The DoseRight clips come in a variety color-coded sizes that anyone can use regardless of literacy level. The patent-pending technology has been licensed to a private company that, in partnership with government and non-profit agencies, is distributing clips to a program in Swaziland that helps prevent transmission of HIV/AIDs from mothers to children.

The clips are also available to consumers and hospitals via 3rd Stone Design.

"That's an example of a great technology where it's in many ways equally useful in the developed world as it is in the developing world because misdosing of medicine is a problem in many, many settings," Richards-Kortum said.

The program's focus is fixed on the developing world, but the prospect of an innovation's success in the developed world helps attract commercial interest. "For the program to be successful, that has to happen," Oden told NBC News. In fact, several students are inventors on patent applications.

Beyond Traditional Borders' rugged bubble Continuous Positive Airway Pressure system (bCPAP) breathing aid can help prevent respiratory failure in newborn babies, which accounts for most of the nearly 5 million neonatal deaths in developing countries. Existing commercial devices retail for $6,000, the professors noted, but a commercial partner is helping to scale up production, so that this one will sell for just $400.

Public and private partners including the the U.S. Agency for International Development and the Bill and Melinda Gates Foundation are working with the program to increase production and place it in rural hospitals throughout the African country of Malawi.

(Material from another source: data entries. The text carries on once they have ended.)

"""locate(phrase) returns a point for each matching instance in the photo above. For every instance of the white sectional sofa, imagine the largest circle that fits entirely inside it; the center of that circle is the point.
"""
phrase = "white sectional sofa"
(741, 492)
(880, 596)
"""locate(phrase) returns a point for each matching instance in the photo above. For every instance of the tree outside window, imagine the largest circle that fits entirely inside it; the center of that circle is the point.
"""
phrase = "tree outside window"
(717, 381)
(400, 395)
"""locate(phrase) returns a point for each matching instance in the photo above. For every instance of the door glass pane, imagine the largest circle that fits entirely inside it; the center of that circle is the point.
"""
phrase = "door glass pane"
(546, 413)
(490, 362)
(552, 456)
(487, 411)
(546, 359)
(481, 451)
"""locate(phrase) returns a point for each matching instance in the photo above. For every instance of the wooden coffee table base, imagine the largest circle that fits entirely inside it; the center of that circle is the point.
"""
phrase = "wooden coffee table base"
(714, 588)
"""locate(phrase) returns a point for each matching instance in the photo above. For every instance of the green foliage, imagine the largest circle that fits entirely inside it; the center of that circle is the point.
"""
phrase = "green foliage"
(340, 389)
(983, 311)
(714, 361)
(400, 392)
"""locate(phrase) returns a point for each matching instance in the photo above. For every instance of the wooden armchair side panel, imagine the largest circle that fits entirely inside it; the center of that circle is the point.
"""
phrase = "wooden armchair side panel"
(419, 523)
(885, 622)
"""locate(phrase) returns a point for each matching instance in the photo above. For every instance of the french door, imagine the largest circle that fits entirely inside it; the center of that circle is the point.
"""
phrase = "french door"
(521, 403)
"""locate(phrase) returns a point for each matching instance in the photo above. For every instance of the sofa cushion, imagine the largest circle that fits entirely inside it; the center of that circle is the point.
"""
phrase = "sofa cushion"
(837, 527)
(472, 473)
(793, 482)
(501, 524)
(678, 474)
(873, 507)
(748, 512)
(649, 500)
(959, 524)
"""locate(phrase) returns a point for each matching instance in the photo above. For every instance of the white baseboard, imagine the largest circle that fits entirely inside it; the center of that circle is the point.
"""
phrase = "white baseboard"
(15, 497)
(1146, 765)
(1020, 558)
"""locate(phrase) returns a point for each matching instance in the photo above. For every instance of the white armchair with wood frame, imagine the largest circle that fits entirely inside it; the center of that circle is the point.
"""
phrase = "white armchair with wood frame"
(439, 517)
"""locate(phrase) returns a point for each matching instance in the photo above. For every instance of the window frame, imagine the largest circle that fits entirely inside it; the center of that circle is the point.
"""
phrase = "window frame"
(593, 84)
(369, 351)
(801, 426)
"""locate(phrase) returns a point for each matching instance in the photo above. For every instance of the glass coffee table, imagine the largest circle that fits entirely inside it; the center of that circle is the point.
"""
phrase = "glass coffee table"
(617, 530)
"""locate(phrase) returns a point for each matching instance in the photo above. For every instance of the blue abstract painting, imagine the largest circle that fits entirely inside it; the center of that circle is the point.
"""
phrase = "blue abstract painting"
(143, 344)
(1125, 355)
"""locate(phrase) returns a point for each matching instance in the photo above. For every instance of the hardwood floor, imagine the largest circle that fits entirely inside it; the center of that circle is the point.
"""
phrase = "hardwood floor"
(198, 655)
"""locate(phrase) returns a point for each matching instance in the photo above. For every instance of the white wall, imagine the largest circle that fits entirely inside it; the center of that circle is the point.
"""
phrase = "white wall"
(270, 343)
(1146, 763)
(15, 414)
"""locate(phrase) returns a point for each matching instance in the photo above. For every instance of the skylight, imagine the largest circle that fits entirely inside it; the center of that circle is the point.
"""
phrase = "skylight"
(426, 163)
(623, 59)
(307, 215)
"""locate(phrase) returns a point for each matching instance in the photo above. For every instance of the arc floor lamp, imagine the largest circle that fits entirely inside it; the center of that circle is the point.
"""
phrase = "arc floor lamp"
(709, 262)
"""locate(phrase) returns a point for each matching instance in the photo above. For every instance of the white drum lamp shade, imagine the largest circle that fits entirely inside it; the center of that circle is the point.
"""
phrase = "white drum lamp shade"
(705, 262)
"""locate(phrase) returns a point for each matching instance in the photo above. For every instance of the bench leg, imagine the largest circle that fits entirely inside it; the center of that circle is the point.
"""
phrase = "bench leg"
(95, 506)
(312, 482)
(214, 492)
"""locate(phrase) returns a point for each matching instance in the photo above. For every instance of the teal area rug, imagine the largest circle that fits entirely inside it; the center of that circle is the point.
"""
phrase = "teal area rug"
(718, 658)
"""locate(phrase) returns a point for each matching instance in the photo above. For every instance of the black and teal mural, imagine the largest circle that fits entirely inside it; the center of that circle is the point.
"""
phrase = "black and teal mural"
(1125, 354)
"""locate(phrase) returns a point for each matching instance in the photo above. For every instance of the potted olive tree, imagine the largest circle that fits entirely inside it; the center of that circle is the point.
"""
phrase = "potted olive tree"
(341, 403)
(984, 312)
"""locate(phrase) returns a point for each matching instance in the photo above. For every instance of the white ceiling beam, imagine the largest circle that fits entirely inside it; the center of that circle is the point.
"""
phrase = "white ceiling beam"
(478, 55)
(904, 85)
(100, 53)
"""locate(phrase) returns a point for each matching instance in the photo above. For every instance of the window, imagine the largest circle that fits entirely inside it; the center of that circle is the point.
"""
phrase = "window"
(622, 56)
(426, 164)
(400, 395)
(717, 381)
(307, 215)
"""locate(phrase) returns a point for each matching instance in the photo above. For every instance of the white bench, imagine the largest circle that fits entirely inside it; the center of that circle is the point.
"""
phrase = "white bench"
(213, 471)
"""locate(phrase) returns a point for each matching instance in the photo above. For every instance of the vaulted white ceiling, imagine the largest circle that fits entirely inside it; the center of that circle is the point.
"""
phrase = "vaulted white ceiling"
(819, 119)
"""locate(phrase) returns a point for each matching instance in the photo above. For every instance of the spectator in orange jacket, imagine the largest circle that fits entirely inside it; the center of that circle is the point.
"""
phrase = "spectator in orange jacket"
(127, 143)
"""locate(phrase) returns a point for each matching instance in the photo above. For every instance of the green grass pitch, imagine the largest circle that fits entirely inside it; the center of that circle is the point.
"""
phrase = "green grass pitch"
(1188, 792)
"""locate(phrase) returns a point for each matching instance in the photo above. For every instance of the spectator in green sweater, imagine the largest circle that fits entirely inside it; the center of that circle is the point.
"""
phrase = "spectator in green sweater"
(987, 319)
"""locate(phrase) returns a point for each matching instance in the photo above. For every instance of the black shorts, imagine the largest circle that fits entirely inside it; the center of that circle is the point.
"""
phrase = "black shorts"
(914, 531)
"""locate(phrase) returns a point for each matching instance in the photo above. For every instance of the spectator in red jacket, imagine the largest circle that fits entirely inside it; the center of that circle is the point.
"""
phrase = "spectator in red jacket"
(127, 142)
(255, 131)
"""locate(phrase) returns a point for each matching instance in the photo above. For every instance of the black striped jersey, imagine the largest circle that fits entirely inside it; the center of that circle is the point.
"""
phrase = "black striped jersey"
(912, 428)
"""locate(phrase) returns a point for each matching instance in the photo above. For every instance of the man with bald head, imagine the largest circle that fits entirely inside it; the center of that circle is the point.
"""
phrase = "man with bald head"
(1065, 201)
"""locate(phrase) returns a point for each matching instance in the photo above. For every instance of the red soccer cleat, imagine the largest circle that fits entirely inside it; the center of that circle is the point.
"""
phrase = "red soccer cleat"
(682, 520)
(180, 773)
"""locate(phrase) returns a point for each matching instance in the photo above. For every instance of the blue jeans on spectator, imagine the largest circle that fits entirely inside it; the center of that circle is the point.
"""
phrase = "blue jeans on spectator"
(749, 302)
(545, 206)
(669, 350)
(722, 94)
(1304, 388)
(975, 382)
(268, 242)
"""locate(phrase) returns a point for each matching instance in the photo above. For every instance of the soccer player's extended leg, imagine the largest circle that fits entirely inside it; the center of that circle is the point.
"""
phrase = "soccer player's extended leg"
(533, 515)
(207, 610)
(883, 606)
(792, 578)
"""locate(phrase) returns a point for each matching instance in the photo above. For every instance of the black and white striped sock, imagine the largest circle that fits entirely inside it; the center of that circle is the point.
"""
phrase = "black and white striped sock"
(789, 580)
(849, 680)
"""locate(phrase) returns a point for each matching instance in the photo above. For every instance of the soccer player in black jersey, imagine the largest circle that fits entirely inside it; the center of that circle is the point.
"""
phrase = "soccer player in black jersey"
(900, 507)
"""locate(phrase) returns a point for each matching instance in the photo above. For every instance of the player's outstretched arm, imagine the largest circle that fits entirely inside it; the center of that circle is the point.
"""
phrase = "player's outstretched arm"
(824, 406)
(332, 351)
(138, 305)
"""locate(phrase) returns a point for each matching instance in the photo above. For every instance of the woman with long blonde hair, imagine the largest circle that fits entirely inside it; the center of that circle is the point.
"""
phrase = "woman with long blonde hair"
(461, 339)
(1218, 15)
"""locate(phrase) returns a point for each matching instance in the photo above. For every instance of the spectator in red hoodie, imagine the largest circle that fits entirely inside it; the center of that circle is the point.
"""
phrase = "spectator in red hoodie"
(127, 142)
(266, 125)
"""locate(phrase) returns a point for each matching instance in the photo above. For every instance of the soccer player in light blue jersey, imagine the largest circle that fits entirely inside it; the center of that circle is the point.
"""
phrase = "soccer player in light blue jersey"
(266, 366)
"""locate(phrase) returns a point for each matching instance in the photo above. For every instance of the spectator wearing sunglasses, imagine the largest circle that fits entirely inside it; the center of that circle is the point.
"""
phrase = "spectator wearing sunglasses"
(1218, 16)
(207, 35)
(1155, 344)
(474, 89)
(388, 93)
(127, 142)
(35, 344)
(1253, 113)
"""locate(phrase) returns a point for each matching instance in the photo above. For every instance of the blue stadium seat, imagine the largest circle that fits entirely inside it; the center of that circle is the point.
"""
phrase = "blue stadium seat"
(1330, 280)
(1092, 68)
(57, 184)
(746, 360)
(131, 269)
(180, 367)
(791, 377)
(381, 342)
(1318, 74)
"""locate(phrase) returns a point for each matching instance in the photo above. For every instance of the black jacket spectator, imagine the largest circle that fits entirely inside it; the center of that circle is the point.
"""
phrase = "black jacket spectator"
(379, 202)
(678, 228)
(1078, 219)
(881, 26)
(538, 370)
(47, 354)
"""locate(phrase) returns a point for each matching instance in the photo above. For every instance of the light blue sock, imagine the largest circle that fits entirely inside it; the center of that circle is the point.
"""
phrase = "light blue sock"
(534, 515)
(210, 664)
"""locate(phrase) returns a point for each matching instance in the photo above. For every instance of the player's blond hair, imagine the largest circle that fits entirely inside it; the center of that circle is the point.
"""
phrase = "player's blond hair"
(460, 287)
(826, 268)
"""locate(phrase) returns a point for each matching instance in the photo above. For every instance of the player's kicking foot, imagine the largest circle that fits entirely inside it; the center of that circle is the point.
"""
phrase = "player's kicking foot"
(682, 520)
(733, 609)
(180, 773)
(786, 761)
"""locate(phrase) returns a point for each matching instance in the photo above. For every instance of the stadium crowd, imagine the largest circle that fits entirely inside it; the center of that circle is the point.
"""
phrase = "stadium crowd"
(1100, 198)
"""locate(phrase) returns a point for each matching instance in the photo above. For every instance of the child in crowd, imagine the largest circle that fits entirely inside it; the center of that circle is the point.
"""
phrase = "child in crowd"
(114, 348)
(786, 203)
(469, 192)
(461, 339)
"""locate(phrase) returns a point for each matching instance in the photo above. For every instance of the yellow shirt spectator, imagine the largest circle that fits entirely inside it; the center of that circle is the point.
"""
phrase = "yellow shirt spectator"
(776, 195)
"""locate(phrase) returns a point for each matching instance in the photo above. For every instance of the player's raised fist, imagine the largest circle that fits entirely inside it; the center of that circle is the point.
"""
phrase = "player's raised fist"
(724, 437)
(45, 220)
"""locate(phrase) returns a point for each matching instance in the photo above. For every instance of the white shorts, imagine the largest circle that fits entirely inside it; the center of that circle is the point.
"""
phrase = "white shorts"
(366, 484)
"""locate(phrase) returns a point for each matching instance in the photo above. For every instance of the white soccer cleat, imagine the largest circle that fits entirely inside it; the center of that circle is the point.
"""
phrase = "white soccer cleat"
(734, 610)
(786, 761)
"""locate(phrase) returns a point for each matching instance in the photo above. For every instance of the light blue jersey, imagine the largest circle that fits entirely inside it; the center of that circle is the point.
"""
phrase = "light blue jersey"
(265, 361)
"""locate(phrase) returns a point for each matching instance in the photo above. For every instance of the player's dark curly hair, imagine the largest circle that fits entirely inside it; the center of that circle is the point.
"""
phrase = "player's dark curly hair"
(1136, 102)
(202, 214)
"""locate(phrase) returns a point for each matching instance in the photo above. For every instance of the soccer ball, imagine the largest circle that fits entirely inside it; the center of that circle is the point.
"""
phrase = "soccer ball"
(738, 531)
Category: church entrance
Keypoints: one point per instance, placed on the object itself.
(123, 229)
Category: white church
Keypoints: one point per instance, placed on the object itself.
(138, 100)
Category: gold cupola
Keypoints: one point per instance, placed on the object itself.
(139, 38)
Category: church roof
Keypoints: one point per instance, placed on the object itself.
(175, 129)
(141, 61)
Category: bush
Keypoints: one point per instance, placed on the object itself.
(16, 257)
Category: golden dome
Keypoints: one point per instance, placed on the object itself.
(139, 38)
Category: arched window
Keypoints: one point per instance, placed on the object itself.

Other innovations include the Global Focus Microscope, which uses battery-operated LED lighting to achieve fluorescent microscopy for disease detection. Fluorescent microscopes in the developed world sell for upwards of $40,000. The Global Focus Microscope can be manufactured for $240, according to the program.

TheDay One Project

Richards-Kortum and Oden will donate their $100,000 prize money to the Day One Project, which aims to turn a neonatal nursery in Blantyre, Malawi, "into an innovation hub" to develop and scale up "technologies that are needed to help premature babies survive and then thrive," Richards-Kortum said.

The bCPAP device, she added, is just one of the first pieces of technology that could make the Day One Project a success. The donation of the prize money to it takes Beyond Traditional Borders full circle.

Beyond Traditional Borders started when Richards-Kortum and Oden were invited on a two-week trip to Malawi to visit clinics that care for HIV-positive children and their families.

"We met so many people who just work and work and work to deliver the best quality care that they can on a base of really limited resources," said Richards-Kortum. "We saw so many ways that we could hopefully help them do their jobs more effectively by developing technologies — that then also improve education for our students."